Environmentalists point out that the polluted discharge was seen coming out from the middle of the river fifty metres upstream of Pathalam Regulator. They suspect that there must be some illegal discharge points under the river there.
The discolouration of the river was first noticed near Eloor Thekkumbhagam early morning on Friday, said Iqbal Eloor, a local environmental activist. After a gap, a few companies in the Eloor-Edayar belt resumed discharging effluents in large quantities into the river since the past few days, he said. “ This is not the first instance this week. However, the intensity of pollution was high and the duration much longer,” he added.
Environmentalists and local people complain that the discharge of effluents often takes place on holidays and during night. Based on complaints, the Kerala State Pollution Control Board officials (KSPCB) visited the area and collected water samples.

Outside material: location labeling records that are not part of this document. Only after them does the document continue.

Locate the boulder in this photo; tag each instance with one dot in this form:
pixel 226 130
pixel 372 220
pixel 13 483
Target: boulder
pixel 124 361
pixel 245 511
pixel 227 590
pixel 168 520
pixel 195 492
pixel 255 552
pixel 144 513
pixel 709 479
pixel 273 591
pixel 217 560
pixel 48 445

“ The complaints have come to our notice and we have initiated investigation,” said K Sajeevan, Chairman of KSPCB. Whenever we inspect the companies functioning here, everything seems normal. Now, we are seriously thinking about a probe to find out the exact source of the discharge, he informed.
On October 31, just a day after an expert team from the National Environmental Engineering Research Institute (NEERI) completed collecting samples from the river and the company premises as per an National Green Tribunal (NGT) order, the river had shown signs of high discharge of chemical effluents, according to locals. The river had turned red a few days before the visit of the NEERI team, as well.
An eleven-member team led by Tapas Nandy, chief scientist in the Waste Water Technology Division of the NEERI had visited and collected samples from the river and from the factory premises in the last week of October.
The sampling followed an order issued by the Chennai Bench of the NGT on September 7, directing the Nagpur-based NEERI to collect samples from the effluent outlets of HIL, Fertilisers and Chemicals Travancore Ltd, Merchem Limited and Cochin Minerals and Routiles Ltd, which are situated in the Eloor- Edayar industrial belt.